Keighley caught him by the shoulders and turned him round. “Take a joke, Tim!” he said curtly. “Take a joke. These ain’t the days o’ Silver Nine.”
He went down the ladder, and Noonan—with his coat half off and his helmet pushed back from his forehead—remained to swallow and stare after Keighley, in the posture of a man who had been egged on to a fight and then left and laughed at when his blood was up.
He understood that he had been made a fool of. He did not know that he had done worse than that for Dolger.
XVI
THE men whom Dolger had led down to the Hudson had been drawn from the squad that had been protecting the brewery; and he had taken the chance of getting them back to the building, with a powerful line of boat’s hose, in time to recover any ground that the fire might have gained in their absence. Noonan’s method of receiving them had been a deadly disarrangement of their plans.
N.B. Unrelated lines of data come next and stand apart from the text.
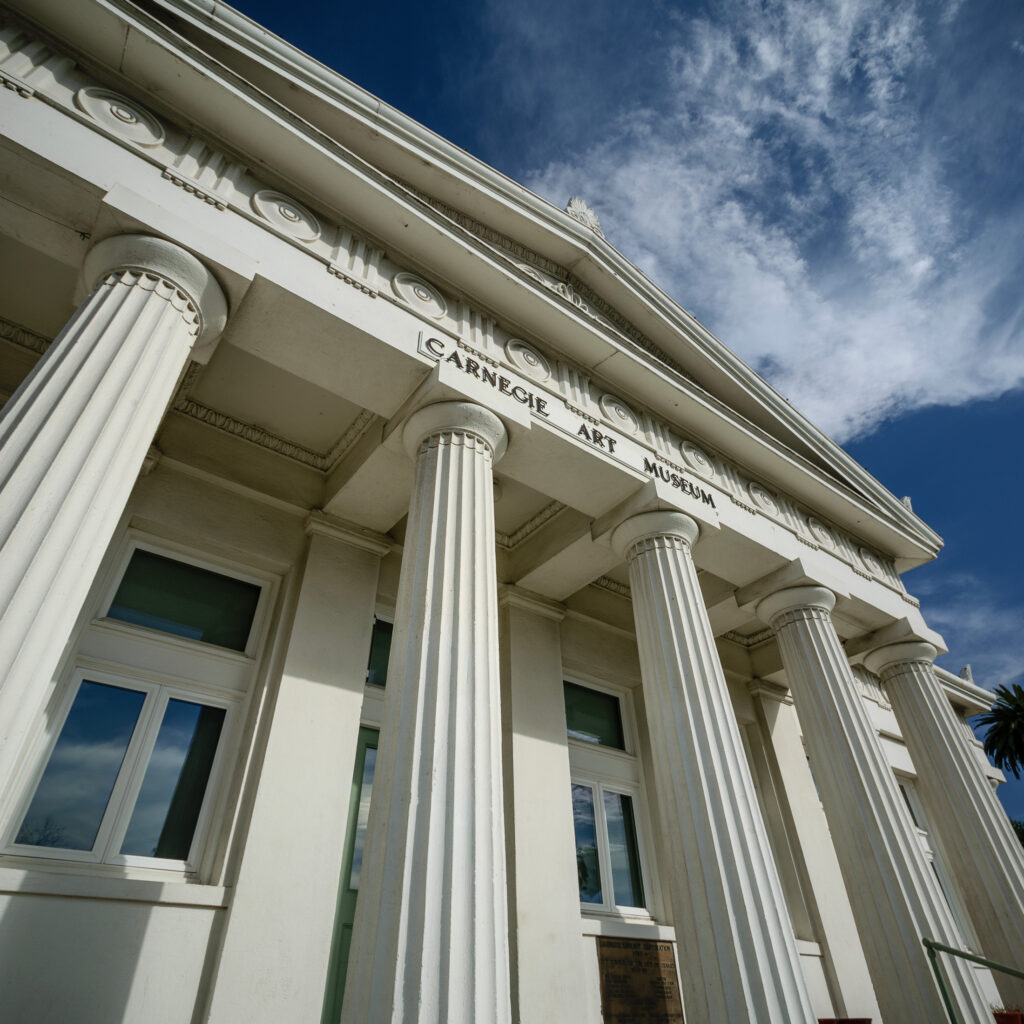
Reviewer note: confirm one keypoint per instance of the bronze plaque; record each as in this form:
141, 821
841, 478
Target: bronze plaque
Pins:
638, 982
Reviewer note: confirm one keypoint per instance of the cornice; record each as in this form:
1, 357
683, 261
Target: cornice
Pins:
321, 524
530, 525
612, 587
516, 597
573, 290
222, 183
754, 640
392, 134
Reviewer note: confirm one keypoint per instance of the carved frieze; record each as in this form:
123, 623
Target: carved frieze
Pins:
121, 116
287, 215
201, 168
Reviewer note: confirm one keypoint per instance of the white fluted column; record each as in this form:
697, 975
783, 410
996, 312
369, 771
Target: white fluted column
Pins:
73, 438
430, 938
963, 810
737, 954
894, 895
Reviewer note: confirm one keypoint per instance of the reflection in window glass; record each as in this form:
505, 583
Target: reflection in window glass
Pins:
163, 821
72, 797
588, 869
176, 597
626, 880
363, 815
593, 717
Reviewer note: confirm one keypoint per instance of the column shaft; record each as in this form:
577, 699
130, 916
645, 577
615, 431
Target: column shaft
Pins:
72, 441
828, 904
430, 939
738, 958
969, 822
895, 898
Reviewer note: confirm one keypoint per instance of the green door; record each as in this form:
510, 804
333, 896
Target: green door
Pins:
348, 890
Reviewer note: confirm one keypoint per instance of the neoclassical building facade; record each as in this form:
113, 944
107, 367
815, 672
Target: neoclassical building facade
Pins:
410, 613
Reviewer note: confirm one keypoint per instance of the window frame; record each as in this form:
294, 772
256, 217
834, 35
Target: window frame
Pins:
121, 803
136, 541
109, 651
620, 771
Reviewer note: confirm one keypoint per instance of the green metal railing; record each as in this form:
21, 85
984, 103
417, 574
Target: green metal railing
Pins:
934, 948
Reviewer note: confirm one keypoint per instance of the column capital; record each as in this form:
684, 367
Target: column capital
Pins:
899, 653
170, 262
455, 417
794, 599
660, 523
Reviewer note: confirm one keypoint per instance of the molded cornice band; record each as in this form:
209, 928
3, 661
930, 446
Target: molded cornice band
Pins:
794, 599
456, 418
170, 262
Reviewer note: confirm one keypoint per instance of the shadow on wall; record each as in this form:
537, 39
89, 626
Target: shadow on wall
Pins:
84, 961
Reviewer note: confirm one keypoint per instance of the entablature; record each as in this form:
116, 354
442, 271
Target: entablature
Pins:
338, 177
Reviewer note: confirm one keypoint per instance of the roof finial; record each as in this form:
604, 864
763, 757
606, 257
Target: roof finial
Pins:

It left the brewery undefended; and it put Keighley’s men at rescue work when they should have been stretching in their line.
They got a ladder down to Dolger; but he was too weak to do more than cling to it; and they had to bring a heaving-line from the boat, tie it under his arms, and hoist him to the pier with the aid of two of his own men, who buoyed him up in the water and under-propped him as he was dragged panting up the slant of broken timbers. He had hurt his hip. He was too weak to walk. He collapsed on the pier in a pool of trickle from his bedraggled uniform, and the water ran from his forehead in the fat pouches of his eyes, and he moaned, “Ach Gott! Ach Gott!” in a beard that dripped with salt water like a bunch of seaweed.
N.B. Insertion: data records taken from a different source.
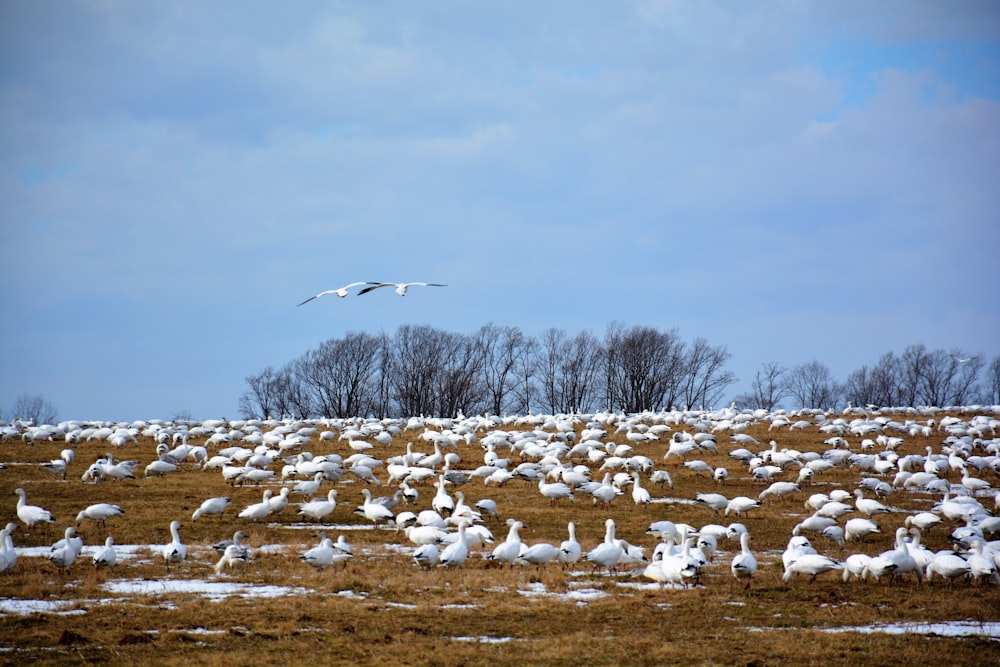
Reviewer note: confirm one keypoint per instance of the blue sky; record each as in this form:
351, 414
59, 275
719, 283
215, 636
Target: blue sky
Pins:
797, 181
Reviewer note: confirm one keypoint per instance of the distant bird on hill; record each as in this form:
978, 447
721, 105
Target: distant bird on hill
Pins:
400, 287
340, 291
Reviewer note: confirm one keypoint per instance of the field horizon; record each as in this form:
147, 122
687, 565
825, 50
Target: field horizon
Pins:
381, 607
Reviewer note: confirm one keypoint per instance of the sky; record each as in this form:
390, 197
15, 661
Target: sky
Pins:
793, 180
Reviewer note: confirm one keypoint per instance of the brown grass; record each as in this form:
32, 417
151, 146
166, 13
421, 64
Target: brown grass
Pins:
400, 614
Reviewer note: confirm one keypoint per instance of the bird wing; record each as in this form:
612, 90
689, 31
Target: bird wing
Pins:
334, 291
375, 286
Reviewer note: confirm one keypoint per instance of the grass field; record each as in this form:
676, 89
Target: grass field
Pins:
381, 608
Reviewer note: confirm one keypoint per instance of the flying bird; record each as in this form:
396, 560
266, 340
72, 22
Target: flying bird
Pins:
400, 287
340, 291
They left him there until they had rescued seven of his men who were clinging to piles or floating on planks under the pier; and these gathered about him, one by one, forlornly, wringing the water from their trousers, taking off their boots to empty them, or vainly trying to wipe the smart of brine from their eyes with the cuffs of their shirts. Keighley looked them over sternly. “Don’t you fullahs know no better’n to run into a stream like that? Do yuh want to get yerselves killed?”
“We didn’t see it comin’,” one of them protested.